Scroll Top

What Josephine Saw 20th Century Photographic Visions of Rural Anatolia

Date: 11 June 2012 – 21 October 2012
Place: ANAMED Gallery
Visiting Hours: Tuesday – Saturday 10:00-18:30, Sunday 12:00-18:30
Curator: Kimberly Hart
Design: Ersu Pekin

The exhibition “What Josephine Saw” features the American traveller and photographer Josephine Powell’s insightful photographs of rural Anatolia from a recent but distant era.

The subject-matter of Josephine’s photography was extremely diverse. It comprised ancient, Islamic, Hindu, Buddhist, Christian, vernacular, and portable architecture, and a wide range of ethnographic subjects, not only her beloved nomadic tribal peoples, but also a multitude of subjects encountered on the street. She took every single opportunity to follow the call of the road. Two subjects were of virtually no interest to her: the modern cityscape, and landscape in its pure form. If a contemporary town was photographed, it was only for its people, seen on the street or in the bazaar.

Much of what Josephine recorded when documenting Anatolian material culture has been swept aside by the forces of modernity and economic development: sedentarization, rural-to-urban migration, industrialization, and the substitution of handmade materials by industrial products, with the attendant loss of cultural and technical knowledge.

The exhibition “What Josephine Saw” is mainly based on her work in Anatolia. It includes 80 photographs, with a larger selection of images from the RCAC’s Powell Archive projected in the exhibition hall, as well as documentary film Viewings (Moreover, there is an online connection to the entire archive holdings in Koç University’s Suna Kıraç Library).

“What Josephine Saw” offers the opportunity to see Anatolia through Josephine Powell’s eyes, as it is framed by her photographs, to remind us of what we have lost, and to help us remember it forever.
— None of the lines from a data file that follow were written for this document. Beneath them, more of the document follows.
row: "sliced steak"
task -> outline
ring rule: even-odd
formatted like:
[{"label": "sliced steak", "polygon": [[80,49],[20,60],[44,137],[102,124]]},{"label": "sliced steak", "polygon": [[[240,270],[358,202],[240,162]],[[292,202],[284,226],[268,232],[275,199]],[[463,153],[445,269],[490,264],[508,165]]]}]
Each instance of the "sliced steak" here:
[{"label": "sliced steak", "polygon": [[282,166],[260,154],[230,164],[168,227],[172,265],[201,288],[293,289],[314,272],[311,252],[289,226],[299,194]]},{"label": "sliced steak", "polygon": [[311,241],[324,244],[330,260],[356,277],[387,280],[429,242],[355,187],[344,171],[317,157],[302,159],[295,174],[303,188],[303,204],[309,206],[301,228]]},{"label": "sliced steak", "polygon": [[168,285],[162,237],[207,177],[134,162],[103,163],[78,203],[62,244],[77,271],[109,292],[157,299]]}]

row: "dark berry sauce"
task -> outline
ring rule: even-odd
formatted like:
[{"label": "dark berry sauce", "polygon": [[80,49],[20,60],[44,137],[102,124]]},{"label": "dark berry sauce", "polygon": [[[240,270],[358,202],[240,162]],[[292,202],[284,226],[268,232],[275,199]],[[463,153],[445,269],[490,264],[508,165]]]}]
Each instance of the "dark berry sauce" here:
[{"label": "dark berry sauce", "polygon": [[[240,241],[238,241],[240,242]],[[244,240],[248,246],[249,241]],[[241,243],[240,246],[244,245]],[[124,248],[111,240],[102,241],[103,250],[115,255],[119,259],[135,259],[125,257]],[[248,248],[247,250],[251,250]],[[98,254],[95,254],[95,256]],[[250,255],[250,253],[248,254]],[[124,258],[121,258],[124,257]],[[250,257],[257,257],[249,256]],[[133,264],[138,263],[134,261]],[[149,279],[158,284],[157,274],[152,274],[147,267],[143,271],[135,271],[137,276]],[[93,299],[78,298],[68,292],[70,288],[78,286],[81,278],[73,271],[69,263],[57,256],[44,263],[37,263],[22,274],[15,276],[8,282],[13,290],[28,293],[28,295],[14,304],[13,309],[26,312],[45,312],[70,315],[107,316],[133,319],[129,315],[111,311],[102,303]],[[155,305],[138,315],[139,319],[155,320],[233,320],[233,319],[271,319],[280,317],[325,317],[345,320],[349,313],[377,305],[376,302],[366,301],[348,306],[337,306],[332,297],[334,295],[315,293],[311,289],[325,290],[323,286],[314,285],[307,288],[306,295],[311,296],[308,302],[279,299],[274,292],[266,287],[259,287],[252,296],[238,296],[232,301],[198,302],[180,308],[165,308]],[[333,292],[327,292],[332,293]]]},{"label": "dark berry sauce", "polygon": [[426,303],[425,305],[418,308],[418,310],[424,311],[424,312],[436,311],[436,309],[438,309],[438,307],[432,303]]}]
A book is published within the framework of the exhibition, in which you there is a selection of photographs of the Anatolia that Josephine saw, as well as the memorial essays of her colleagues, friends, and travel companions.

Who is Josephine Powell?

Born in 1919, Powell received a BA degree from Cornell University and an MA from Columbia University. Between 1946 and 1952, the UN’s International Refugee Organization employed her to assist with the resettlement of WWII refugees. Her work with one group, the Kalmuk, a western Mongolian tribe, was so successful that the tribe adopted her as “Mother of the Kalmuks.” In 1952 she moved to Rome and within a year established herself as a photographer. She then began to travel extensively. Her work focused on art and architecture, but increasingly included human subjects. She traveled in pursuit of photographic subjects in Afghanistan, Pakistan, Iran, Türkiye, North Africa, Italy, Yugoslavia, Greece, and Macedonia. Her photographs have been published in hundreds of books and are regarded as standard documentation of architectural monuments in these regions. She usually brought along a pet, a dog or bird, but sometimes she also took human companions with her on her journeys. Together, they drove across steppes, encountering nomads, visiting towns, and photographing ruins. She worked for museums, in particular the Tropenmuseum in Amsterdam, collecting objects for exhibitions.